Rumsfeld Rejects Guantánamo Reform
by TChris
The United Nations Human Rights Commission advocated the closure of the Guantánamo prison in a report issued this week. Today, a NY Times editorial blasts the Bush administration's refusal to recognize the damage that Guantánamo does to the nation's credibility as a protector of human rights.
The Bush administration offered its usual weak response, that President Bush has decided there is a permanent state of war that puts him above the law. And that is exactly the problem: by creating Guantánamo outside the legal system for prisoners who, according to Mr. Bush, have no rights, the United States is stuck holding these 500 men in perpetuity. The handful who may be guilty of heinous crimes can never be tried in a real court because of their illegal detentions. A vast majority did nothing or were guilty only of fighting on a battlefield, but the administration refuses to sort them out.
And the editorial reminds us that accountability has been erased from this administration's vocabulary.
All are a reminder that the Bush administration has yet to account for what happened at Abu Ghraib. No political appointee has been punished for the policies that led to the atrocities. Indeed, most have been rewarded.

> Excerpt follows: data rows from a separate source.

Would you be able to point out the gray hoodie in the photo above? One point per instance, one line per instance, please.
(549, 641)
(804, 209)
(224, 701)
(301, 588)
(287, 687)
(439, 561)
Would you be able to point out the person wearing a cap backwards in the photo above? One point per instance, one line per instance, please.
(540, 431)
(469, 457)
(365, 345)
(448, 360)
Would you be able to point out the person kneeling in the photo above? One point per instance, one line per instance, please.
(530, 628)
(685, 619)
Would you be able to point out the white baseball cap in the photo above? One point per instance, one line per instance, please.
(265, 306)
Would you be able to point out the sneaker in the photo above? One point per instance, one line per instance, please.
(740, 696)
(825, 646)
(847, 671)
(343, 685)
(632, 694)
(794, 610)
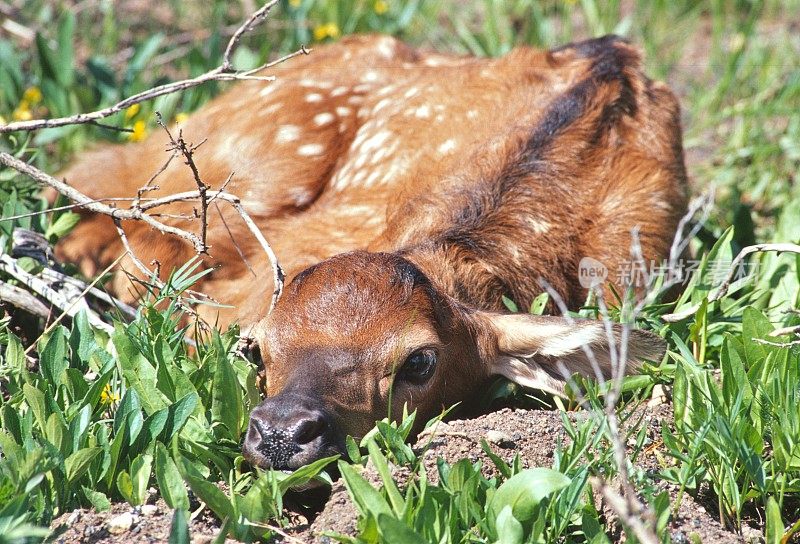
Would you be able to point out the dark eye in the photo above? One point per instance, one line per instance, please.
(418, 367)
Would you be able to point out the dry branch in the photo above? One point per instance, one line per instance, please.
(68, 299)
(139, 207)
(23, 300)
(223, 72)
(722, 290)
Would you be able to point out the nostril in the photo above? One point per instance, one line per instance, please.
(309, 428)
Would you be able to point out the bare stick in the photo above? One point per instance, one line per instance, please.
(722, 290)
(23, 300)
(224, 72)
(631, 519)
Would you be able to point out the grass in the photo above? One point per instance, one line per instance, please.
(101, 418)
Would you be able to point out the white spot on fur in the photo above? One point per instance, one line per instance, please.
(375, 141)
(370, 76)
(386, 47)
(310, 150)
(269, 110)
(324, 118)
(448, 146)
(423, 112)
(382, 104)
(539, 226)
(372, 178)
(286, 134)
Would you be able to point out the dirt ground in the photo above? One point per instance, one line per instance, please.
(533, 434)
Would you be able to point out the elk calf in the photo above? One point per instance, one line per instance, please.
(405, 193)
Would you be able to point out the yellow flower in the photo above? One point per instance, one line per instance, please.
(381, 6)
(23, 112)
(131, 112)
(328, 30)
(139, 131)
(32, 95)
(108, 396)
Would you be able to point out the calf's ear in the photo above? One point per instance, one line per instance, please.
(530, 350)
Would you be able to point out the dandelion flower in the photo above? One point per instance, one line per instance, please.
(380, 6)
(328, 30)
(139, 131)
(32, 95)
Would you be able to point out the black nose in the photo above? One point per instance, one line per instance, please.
(289, 431)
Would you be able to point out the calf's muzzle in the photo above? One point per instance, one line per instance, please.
(290, 430)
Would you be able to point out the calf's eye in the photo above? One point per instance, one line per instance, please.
(418, 367)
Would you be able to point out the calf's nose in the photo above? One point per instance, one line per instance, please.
(286, 433)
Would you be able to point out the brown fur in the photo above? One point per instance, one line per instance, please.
(485, 175)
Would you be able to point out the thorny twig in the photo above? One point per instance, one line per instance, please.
(638, 517)
(187, 150)
(223, 72)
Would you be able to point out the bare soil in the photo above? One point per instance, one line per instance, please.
(533, 434)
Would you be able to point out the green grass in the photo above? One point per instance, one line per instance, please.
(102, 418)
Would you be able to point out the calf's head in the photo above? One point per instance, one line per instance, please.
(356, 337)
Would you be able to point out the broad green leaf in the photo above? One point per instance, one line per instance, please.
(65, 54)
(53, 358)
(206, 491)
(99, 500)
(366, 498)
(524, 491)
(170, 481)
(394, 531)
(125, 487)
(389, 487)
(226, 405)
(62, 226)
(177, 415)
(774, 528)
(141, 469)
(138, 371)
(539, 303)
(36, 401)
(305, 474)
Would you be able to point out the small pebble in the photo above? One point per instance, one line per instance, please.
(497, 437)
(120, 524)
(660, 396)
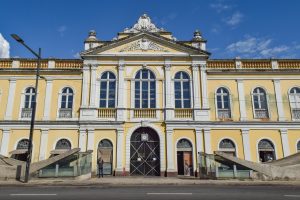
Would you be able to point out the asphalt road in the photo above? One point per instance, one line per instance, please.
(185, 192)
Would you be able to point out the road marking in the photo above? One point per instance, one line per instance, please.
(32, 194)
(169, 193)
(292, 195)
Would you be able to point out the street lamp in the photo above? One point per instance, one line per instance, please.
(38, 55)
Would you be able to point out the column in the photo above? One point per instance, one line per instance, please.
(93, 87)
(279, 103)
(120, 149)
(11, 97)
(170, 152)
(121, 89)
(91, 136)
(85, 86)
(4, 142)
(204, 86)
(285, 142)
(242, 101)
(43, 146)
(207, 141)
(246, 144)
(82, 140)
(47, 106)
(169, 104)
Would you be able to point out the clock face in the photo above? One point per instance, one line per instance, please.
(144, 137)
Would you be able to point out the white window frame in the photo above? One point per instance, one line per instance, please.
(229, 103)
(267, 103)
(149, 80)
(181, 81)
(108, 80)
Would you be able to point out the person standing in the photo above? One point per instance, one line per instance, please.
(100, 167)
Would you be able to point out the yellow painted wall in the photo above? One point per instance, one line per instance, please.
(272, 135)
(234, 135)
(99, 135)
(3, 97)
(185, 134)
(19, 134)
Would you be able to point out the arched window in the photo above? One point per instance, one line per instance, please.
(227, 146)
(145, 92)
(260, 103)
(63, 144)
(29, 100)
(266, 151)
(67, 98)
(29, 97)
(23, 144)
(182, 90)
(108, 90)
(223, 103)
(294, 96)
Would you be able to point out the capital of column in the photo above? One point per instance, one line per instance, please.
(121, 67)
(245, 131)
(167, 67)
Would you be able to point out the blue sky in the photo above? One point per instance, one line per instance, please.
(245, 28)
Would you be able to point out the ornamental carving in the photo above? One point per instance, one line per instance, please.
(143, 24)
(144, 45)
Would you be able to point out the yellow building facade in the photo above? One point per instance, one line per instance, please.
(148, 104)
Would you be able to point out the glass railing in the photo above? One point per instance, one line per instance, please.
(72, 166)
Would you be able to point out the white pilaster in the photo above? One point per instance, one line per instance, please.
(285, 142)
(121, 89)
(120, 150)
(246, 144)
(43, 146)
(281, 116)
(4, 142)
(93, 87)
(204, 87)
(242, 102)
(170, 151)
(11, 97)
(85, 86)
(169, 101)
(91, 136)
(48, 97)
(207, 141)
(82, 140)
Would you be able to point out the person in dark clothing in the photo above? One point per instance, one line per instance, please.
(100, 167)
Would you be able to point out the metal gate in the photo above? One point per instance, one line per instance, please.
(144, 153)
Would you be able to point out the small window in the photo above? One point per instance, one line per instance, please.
(260, 103)
(223, 103)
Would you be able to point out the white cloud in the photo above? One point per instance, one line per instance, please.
(258, 47)
(62, 30)
(235, 19)
(220, 7)
(4, 47)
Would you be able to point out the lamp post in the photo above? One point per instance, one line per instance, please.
(38, 55)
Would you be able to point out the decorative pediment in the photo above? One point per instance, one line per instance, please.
(144, 45)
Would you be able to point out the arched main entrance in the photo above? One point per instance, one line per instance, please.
(105, 152)
(266, 151)
(144, 152)
(185, 158)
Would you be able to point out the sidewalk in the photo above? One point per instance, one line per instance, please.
(141, 181)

While the administration is predictably defensive about the UN Commission's report (as well as newly released photos from Abu Ghraib), it's stubborn response, delivered by Donald Rumsfeld, is equally predictable: the report is "flat wrong," all is well, we're protecting you from terrorists who will kill you if we release them. Relying on fear as a substitute for due process, the administration appears to be expanding Guantánamo instead of closing it. Feeling safe yet?